Download the Quickstart Script📜
Run the following commands in your terminal to download the quickstart script, which you will use in the next step:
export REGISTRY1_USERNAME=YOUR_REGISTRY1_USERNAME
export REGISTRY1_TOKEN=YOUR_REGISTRY1_TOKEN
export REPO1_LOCATION=LOCATION_ON_FILESYSTEM_TO_CHECK_OUT_BIGBANG_CODE
curl --output quickstart.sh https://repo1.dso.mil/big-bang/bigbang/-/raw/master/docs/assets/scripts/quickstart.sh?ref_type=heads
Build the Cluster📜
Using a VM or other hardware you built yourself📜
- Spin up an Ubuntu VM somewhere with 8 CPUs and 32gB of RAM. Make sure you can SSH to it. It doesn’t matter what cloud provider you’re using, it can even be on your local system if you have enough horsepower for it.

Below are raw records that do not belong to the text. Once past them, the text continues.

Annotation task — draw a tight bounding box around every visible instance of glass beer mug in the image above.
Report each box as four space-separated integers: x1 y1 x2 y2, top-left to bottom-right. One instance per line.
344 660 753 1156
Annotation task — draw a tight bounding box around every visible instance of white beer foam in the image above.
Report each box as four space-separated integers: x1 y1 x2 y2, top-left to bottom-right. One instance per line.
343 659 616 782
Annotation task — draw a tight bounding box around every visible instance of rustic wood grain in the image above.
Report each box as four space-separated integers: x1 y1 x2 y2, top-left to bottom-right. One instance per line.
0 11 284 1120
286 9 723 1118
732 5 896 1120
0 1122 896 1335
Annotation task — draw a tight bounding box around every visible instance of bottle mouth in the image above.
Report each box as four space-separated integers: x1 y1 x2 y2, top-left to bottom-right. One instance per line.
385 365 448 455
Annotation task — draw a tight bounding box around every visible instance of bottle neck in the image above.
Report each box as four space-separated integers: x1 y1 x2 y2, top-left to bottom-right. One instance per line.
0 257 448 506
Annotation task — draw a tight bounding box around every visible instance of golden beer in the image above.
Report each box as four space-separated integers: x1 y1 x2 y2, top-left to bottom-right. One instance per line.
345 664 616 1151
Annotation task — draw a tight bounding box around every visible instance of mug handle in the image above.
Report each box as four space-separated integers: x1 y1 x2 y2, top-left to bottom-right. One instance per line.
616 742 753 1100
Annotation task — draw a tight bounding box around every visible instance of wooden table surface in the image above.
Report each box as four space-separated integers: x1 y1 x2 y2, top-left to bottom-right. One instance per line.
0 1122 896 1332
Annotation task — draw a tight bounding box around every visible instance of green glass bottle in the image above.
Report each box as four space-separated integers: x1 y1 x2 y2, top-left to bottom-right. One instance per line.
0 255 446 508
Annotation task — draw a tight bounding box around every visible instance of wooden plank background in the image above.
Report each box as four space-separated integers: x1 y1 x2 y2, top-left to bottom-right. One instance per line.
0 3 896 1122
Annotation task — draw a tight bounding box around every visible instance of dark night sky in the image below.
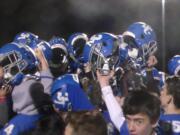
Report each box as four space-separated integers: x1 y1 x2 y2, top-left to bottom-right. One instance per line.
0 0 180 69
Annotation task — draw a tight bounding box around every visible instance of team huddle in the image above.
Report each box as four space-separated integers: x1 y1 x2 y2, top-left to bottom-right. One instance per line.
0 22 180 135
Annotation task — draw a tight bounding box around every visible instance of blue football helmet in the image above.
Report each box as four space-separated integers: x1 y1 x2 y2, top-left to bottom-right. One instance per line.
89 32 119 75
0 42 37 85
27 39 52 62
168 55 180 76
118 35 140 70
13 32 38 45
68 32 88 63
51 74 94 111
123 22 157 64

- Run the following command in your command terminal:
bash quickstart.sh
-H YOUR_VM_IP \
-U YOUR_VM_SSH_USERNAME \
-K YOUR_VM_SSH_KEY_FILE_PATH
Using Amazon Web Services📜
- If your system is already configured to use AWS via the
aws-cli
and you don’t want to go to the trouble of building your own VM, the quickstart can attempt to do it for you; simply run the quickstart with no arguments. Pay attention to the script output; the IP addresses of the created AWS EC2 instance will be printed after the cluster is built and before big bang is deployed. You may need these later.- The quickstart is only so smart, and AWS environments can vary greatly. If the quickstart is not able to build an EC2 instance in AWS for you, please go build an EC2 instance suitable for your use case, then come back and follow the instructions for “Using a VM or other hardware you built yourself”.

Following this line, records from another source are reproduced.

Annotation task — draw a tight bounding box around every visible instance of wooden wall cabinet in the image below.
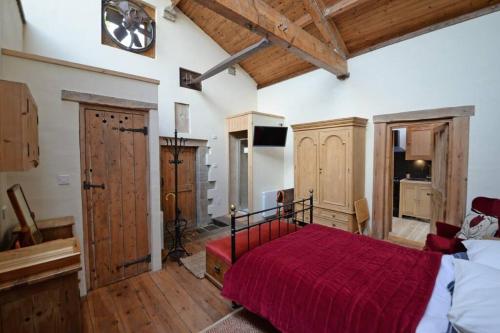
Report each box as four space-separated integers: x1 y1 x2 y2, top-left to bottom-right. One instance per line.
399 179 432 220
406 125 434 161
0 80 39 171
292 117 367 231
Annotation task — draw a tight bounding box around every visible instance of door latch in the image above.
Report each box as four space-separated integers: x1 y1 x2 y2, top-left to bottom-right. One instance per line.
113 126 148 135
83 182 106 190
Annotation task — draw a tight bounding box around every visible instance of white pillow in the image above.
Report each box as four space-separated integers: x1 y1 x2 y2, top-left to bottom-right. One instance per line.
448 259 500 333
462 239 500 270
416 255 455 333
457 212 498 239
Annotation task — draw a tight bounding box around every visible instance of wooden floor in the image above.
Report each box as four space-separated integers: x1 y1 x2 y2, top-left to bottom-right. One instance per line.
389 217 430 246
82 229 232 333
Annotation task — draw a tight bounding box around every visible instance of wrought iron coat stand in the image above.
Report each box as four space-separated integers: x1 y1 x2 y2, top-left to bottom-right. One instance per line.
165 129 191 265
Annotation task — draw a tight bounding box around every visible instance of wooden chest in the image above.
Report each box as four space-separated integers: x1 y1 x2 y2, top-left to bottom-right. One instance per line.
205 251 231 289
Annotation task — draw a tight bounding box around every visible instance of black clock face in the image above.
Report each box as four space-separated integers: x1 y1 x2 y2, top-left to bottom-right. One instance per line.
102 0 155 53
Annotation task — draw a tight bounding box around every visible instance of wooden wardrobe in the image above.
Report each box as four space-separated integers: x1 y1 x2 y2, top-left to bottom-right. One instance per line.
292 117 367 231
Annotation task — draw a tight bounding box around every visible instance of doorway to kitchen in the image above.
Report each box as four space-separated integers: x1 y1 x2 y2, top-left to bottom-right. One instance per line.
389 125 433 243
372 106 474 248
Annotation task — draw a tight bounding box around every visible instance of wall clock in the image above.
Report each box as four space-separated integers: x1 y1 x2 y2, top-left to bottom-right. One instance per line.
102 0 156 53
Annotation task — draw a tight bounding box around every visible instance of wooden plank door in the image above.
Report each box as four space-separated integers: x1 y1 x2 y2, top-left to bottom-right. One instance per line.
83 108 150 289
294 131 318 204
431 124 450 233
319 128 353 211
161 146 196 229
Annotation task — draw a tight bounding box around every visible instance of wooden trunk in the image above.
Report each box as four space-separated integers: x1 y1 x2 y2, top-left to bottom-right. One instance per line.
0 80 39 171
205 252 231 289
292 118 367 231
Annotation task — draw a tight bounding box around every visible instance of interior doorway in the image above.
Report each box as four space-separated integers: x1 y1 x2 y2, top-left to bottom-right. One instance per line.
160 146 197 231
238 139 248 212
372 106 474 244
389 123 433 244
80 106 151 289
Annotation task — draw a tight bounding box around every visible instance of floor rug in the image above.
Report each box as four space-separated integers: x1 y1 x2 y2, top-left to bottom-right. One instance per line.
200 308 279 333
181 251 206 279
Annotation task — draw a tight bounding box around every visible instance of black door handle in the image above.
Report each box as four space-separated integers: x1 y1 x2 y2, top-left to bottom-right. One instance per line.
83 182 106 190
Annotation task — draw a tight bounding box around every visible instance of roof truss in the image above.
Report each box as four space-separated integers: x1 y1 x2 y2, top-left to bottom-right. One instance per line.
304 0 349 59
295 0 373 27
190 0 348 78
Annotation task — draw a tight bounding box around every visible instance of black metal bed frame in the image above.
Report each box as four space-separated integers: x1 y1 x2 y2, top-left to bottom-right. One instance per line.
231 190 313 264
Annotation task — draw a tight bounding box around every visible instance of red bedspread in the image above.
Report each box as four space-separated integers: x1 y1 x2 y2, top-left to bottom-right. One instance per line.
222 225 441 333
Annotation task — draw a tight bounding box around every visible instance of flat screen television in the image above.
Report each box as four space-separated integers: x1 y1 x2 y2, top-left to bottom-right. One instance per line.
253 126 288 147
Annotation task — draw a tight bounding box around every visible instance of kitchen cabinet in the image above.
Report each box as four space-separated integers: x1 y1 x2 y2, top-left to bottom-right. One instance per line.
399 179 432 220
406 125 434 161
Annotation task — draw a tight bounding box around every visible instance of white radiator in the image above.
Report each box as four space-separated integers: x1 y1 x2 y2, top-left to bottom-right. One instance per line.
262 190 278 217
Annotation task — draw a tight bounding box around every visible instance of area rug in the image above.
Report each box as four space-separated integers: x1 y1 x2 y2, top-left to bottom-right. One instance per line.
200 308 279 333
181 251 206 279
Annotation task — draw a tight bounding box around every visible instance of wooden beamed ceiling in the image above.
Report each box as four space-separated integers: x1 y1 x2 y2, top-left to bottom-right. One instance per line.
177 0 500 88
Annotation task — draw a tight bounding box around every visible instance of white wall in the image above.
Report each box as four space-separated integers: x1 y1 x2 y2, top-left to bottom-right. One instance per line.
2 56 161 293
19 0 257 216
258 13 500 219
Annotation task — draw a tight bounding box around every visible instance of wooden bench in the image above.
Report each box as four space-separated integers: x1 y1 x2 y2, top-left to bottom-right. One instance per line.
0 238 81 333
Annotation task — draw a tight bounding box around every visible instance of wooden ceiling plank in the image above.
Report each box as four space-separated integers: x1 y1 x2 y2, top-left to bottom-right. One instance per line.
304 0 349 59
351 4 500 57
295 0 373 28
191 0 348 78
325 0 373 17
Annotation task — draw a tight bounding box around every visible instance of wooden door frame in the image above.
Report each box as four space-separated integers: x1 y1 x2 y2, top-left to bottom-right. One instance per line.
79 103 152 291
371 106 475 239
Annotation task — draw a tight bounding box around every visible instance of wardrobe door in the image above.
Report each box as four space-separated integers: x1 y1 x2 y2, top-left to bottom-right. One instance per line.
294 131 318 203
319 128 352 211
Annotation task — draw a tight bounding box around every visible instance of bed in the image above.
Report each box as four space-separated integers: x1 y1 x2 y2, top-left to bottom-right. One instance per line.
211 195 453 333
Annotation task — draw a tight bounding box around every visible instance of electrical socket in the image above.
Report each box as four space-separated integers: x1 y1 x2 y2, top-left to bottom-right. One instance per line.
0 206 7 221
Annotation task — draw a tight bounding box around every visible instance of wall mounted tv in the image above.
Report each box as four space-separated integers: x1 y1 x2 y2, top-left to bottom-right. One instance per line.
253 126 288 147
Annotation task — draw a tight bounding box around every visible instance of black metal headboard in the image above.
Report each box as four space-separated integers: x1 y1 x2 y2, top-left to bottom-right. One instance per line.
231 190 313 264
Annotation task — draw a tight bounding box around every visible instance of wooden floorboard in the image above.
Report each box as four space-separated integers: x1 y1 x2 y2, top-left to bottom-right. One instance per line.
82 228 232 333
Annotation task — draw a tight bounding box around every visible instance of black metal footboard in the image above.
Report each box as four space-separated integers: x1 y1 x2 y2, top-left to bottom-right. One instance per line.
231 190 313 264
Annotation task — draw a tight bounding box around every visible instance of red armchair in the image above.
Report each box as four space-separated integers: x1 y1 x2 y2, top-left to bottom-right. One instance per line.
424 197 500 254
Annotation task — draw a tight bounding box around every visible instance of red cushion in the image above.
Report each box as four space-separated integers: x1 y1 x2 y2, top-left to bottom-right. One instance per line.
436 222 460 238
424 234 466 254
206 220 300 265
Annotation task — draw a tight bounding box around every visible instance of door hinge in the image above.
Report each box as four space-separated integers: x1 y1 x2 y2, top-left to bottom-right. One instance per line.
113 126 148 135
83 182 106 190
116 254 151 269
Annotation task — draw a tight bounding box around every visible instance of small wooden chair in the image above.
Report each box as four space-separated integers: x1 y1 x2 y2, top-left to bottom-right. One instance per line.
354 198 370 235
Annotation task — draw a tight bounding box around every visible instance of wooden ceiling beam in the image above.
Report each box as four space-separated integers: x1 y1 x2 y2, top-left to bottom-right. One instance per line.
295 0 373 28
304 0 349 59
190 0 348 79
351 4 500 57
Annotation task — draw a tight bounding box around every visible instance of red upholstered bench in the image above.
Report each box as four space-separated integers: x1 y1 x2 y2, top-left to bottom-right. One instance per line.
205 220 300 288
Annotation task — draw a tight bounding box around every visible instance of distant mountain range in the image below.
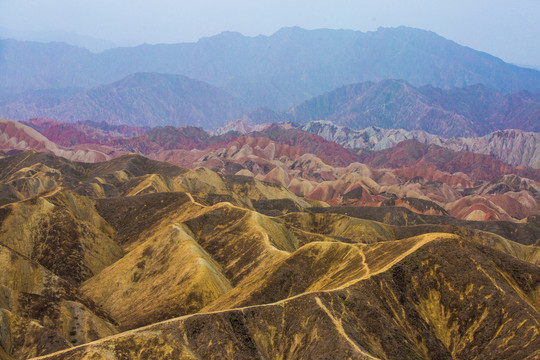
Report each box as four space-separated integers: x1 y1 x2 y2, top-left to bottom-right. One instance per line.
287 80 540 137
0 27 540 110
0 73 540 136
0 73 246 128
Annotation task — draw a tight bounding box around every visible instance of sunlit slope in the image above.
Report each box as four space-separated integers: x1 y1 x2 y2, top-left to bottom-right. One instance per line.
32 235 540 359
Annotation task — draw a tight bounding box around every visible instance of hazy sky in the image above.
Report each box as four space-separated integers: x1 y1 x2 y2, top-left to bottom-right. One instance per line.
0 0 540 66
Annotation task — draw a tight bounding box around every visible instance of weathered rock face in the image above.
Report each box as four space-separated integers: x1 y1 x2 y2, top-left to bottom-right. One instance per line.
302 121 540 169
0 120 540 221
287 79 540 141
0 153 540 360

- Run the following commands in your command terminal:
bash quickstart.sh
It’s thinking📜
The process takes about 45 minutes. Make a sandwich, go for a walk, play with the dog. Check on it every 10 minutes or so. Once the command finishes, your cluster should be ready to use. Proceed to fix your DNS and access your big bang installation.
If it seems like it’s taking too long, the script will tell you what it’s currently waiting on. The most frequent cause of long delays is slow connection between your cluster and registry1. All container images are fetched from registry1, so if your cluster is running on a slow internet uplink, this process can take a long time the first time bigbang is deployed. If your helmreleases say PodInitializing
or ContainerInitializing
or Init:2/3
for a long time, this is usually the cause. There’s not much cure for this but patience. Try contemplating the nature of the universe, marvel at the fact that object oriented COBOL exists in current year
, or peruse the Commander’s reading list.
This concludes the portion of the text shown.